But first, a point in total agreement with the bhakts who dismiss the Hindenburg report as ‘nothing new’. It brings out no new facts that weren’t already known. The trail of red flags related to the Adani's goes back at least 15 years. As long ago as in 2007, the Securities Exchange Board of India (SEBI) had stated that the Adani's aided and abetted in manipulating stock prices. But as usual, the saffron laity fail to ask follow-up questions in their own line of inquiry: If every misdeed pointed out in the Hindenburg report was known to India’s regulatory agencies, why wasn’t anything done about it? The stock price inflation by Adani companies, or the source of their high valuations, was not even a case of hiding in plain sight. Analysts routinely steered clear of trying to explain the crazy valuations. Eighteen months ago, an online long-form business news portal reported the ‘confounding rise and rise of Adani stocks’ on the back of investments by offshore funds. Bloomberg found that these offshore funds put 95% of their monies into Adani companies. Diversifying one’s bets is the first principle of hedge funds; no self-respecting fund manager would put all his eggs into one basket.
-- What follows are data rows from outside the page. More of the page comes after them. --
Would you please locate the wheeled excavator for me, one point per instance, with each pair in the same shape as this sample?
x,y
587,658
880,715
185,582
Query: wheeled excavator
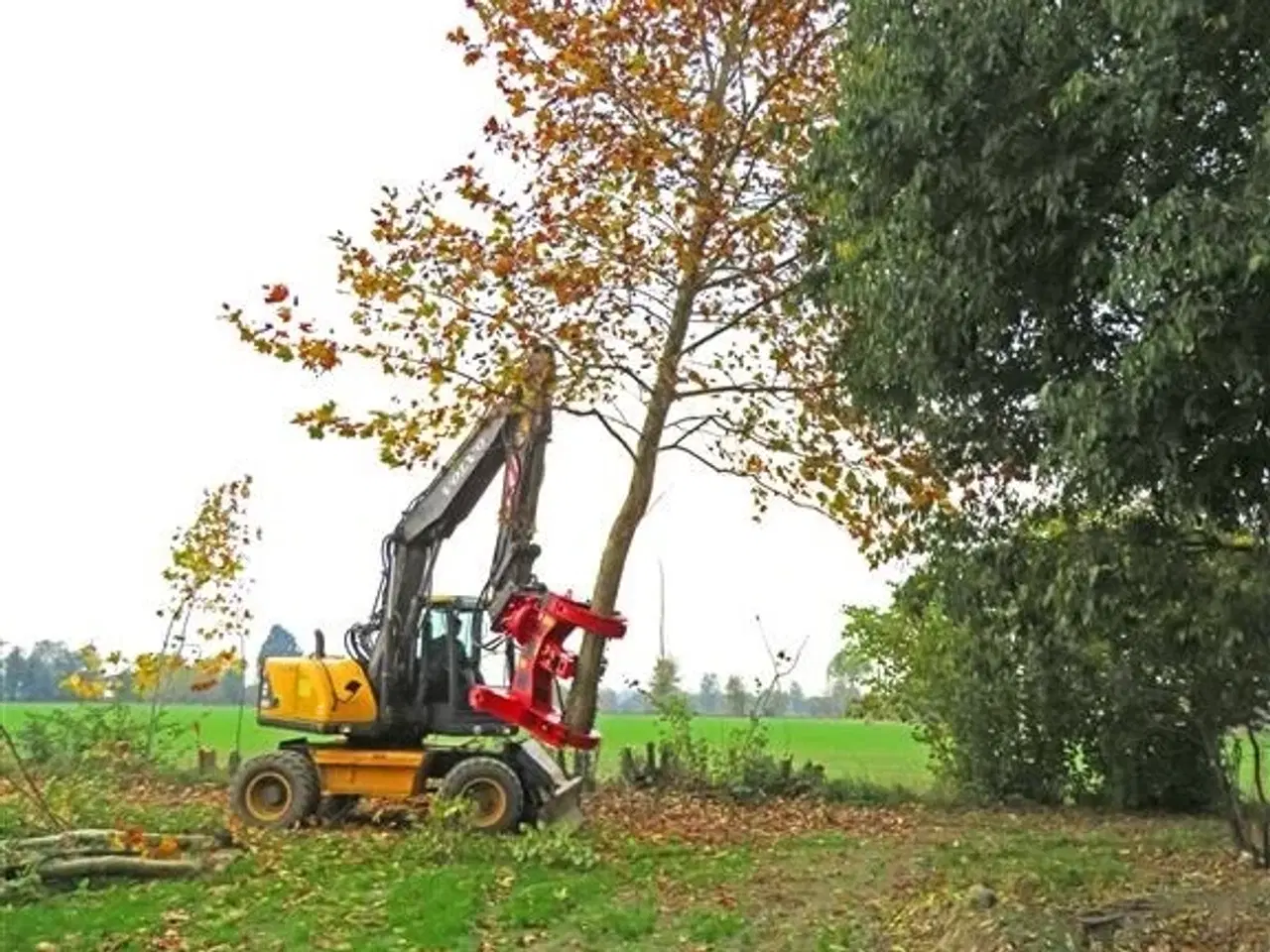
x,y
411,682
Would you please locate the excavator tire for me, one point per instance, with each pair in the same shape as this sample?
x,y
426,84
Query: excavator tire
x,y
492,787
276,789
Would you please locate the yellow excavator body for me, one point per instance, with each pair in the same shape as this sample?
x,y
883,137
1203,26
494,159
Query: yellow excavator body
x,y
316,694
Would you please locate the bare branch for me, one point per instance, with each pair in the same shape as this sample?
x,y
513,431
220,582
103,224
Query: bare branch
x,y
751,477
740,316
679,440
607,424
735,389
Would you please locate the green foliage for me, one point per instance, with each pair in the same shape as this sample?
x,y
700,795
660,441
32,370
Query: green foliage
x,y
1046,231
95,738
554,848
1100,661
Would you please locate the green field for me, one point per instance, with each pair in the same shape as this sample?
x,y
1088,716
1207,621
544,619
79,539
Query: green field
x,y
880,753
652,871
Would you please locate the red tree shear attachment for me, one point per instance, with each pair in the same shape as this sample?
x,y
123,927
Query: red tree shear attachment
x,y
539,625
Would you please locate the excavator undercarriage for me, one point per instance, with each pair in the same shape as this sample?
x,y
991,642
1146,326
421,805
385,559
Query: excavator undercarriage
x,y
408,711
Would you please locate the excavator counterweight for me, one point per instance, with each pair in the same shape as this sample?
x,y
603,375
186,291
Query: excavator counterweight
x,y
413,673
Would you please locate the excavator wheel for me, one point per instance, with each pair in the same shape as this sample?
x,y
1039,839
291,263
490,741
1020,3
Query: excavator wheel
x,y
276,789
493,789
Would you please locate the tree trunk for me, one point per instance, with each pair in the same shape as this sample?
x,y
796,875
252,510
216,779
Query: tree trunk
x,y
580,710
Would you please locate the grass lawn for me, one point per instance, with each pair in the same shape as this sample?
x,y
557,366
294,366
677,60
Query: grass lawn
x,y
881,753
671,874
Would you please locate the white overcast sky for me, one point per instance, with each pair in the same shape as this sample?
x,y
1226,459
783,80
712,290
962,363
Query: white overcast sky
x,y
160,159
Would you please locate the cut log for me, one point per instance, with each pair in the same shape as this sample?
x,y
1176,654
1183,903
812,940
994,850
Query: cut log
x,y
107,841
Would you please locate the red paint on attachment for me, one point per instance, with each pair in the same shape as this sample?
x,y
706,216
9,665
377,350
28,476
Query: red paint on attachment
x,y
539,625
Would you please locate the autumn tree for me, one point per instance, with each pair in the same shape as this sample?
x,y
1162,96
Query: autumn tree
x,y
206,612
652,241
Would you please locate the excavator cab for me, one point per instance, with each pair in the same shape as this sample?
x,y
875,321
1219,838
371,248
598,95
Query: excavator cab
x,y
413,671
451,662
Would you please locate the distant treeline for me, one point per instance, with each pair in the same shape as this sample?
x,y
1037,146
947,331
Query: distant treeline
x,y
36,675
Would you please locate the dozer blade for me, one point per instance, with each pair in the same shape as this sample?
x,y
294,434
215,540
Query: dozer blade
x,y
562,796
564,806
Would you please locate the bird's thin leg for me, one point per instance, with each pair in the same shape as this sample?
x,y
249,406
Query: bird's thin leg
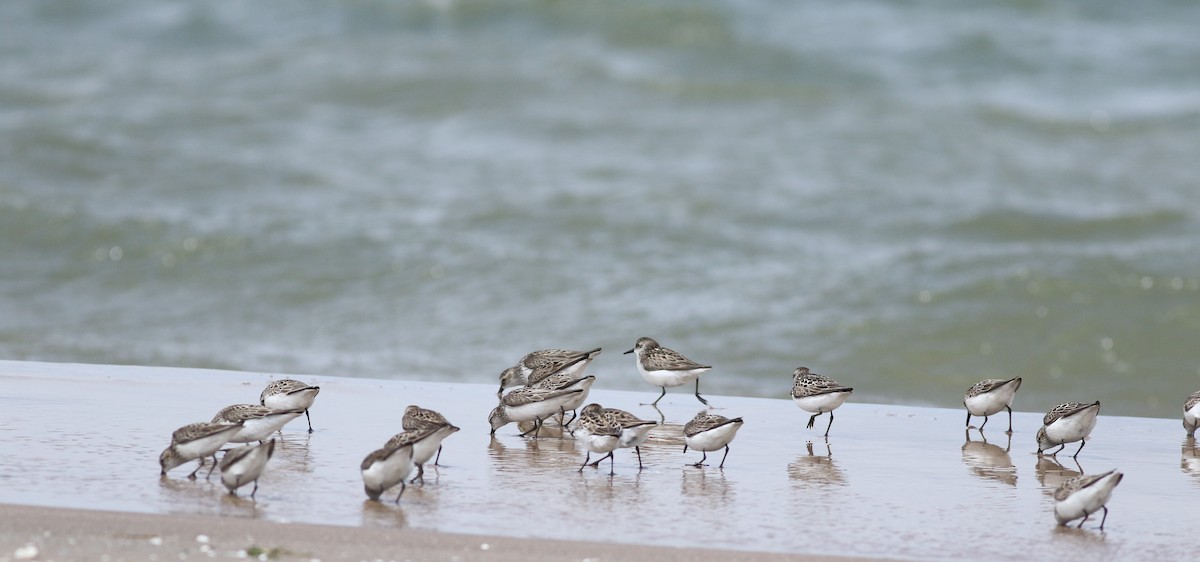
x,y
586,459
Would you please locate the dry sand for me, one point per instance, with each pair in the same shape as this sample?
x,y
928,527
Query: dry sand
x,y
75,534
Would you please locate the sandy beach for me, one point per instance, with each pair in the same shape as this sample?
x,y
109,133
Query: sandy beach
x,y
72,534
889,482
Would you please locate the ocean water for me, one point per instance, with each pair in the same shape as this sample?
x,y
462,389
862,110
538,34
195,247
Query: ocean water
x,y
905,196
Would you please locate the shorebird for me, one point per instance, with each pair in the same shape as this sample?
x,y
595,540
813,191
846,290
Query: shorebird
x,y
600,432
563,381
1084,495
383,468
1192,413
1067,423
196,441
417,417
666,368
817,394
707,432
544,363
425,442
989,396
529,404
288,394
243,465
258,422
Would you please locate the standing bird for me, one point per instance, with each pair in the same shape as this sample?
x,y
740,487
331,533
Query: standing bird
x,y
417,417
634,430
529,404
196,441
600,432
707,432
383,468
425,441
989,396
1067,423
562,381
1192,413
243,465
544,363
817,394
257,422
666,368
289,394
1084,495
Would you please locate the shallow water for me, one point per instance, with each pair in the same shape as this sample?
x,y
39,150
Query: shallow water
x,y
891,480
906,196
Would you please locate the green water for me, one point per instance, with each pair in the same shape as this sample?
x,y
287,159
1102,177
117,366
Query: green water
x,y
905,196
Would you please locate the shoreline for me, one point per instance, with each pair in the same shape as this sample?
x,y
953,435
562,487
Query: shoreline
x,y
63,533
889,482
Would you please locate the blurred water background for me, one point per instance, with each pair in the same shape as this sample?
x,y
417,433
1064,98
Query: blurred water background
x,y
905,196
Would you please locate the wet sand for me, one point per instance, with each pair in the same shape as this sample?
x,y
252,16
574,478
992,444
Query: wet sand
x,y
891,482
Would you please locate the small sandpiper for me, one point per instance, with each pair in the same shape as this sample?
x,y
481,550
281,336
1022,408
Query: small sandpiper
x,y
600,432
258,422
707,432
989,396
634,430
196,441
383,468
289,394
1192,413
666,368
1067,423
417,417
817,394
425,441
544,363
529,404
243,465
562,381
1084,495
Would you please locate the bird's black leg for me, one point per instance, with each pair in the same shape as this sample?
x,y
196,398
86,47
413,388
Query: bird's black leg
x,y
697,394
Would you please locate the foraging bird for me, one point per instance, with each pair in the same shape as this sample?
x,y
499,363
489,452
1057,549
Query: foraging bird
x,y
707,432
243,465
666,368
289,394
989,396
544,363
817,394
196,441
1084,495
1067,423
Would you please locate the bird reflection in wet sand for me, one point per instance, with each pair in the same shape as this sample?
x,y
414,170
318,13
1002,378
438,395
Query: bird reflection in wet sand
x,y
816,468
988,460
1051,473
1189,458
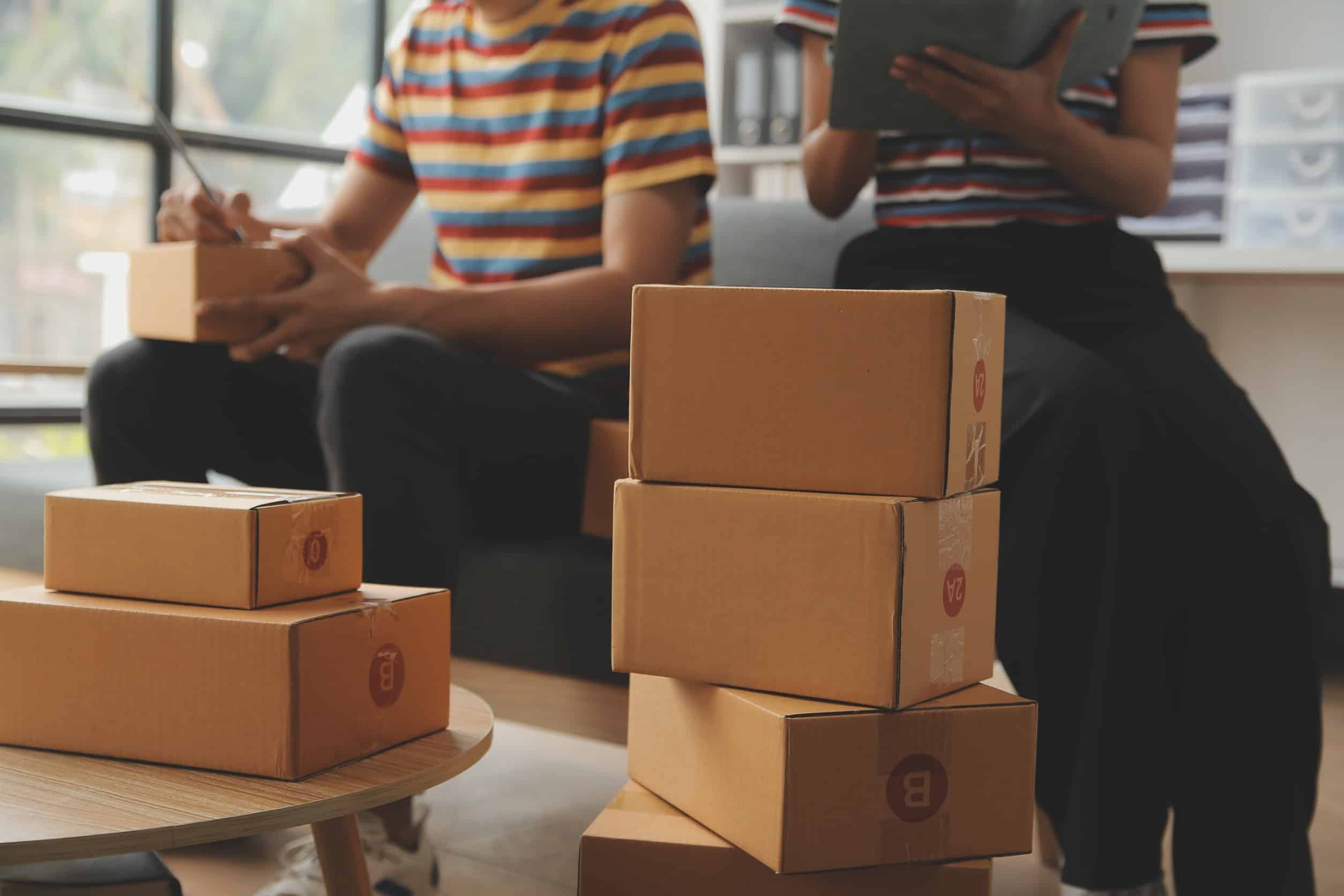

Last year, a Fitch subsidiary reported the Adani group companies were “deeply over-leveraged” and suggested it could unravel the Adanis’ vast empire as their businesses did not seem to have the revenues to repay loans. That did not stop PSBs from continuing to lend to the Adanis as they went about their audacious expansion, buying up ports, airports, cement and media companies in a dizzying shopping spree. Analyst estimates are that the Adani group companies have an aggregate external debt of Rs 1.9 lakh crore, the bulk of it from public sector banks. It’s no wonder that the stock market bloodbath of Adani companies last week wiped out more than 10 per cent of the market cap of some of the biggest PSU banks and LIC as well.

Despite the panic in the capital markets, the Adanis have said they will continue with their Rs 20,000 crore follow-on public offer (FPO). The self-same public sector entities LIC and SBI are institutional investors in the FPO. It’s understandable why the Adanis would proceed with the FPO. After all, the FPO was a gambit to ease themselves of their debt burden and transfer it to shareholders, which explains the frenetic valuation bubble they have been blowing into for months. This follows the template set in 2021-22 by several startup ‘unicorns’ like Paytm, Nykaa and Policy Bazaar which off-loaded insanely expensive chunks of stock to unwary individual investors and laughed all the way to the bank as their share values tanked up to 70 per cent in the months following.

This is a cruel joke on the people of India. Public money is used to inflate these bubbles, which are then foisted on the public just before they blow up. But the joke gets even more macabre when such poor corporate regulation and governance scares off foreign direct investment, which India badly needs to build infrastructure and create jobs. And we exacerbate this regulatory betrayal by misusing watch dogs such as SEBI, ED, DRI, IT as instruments of harassment rather than law enforcement.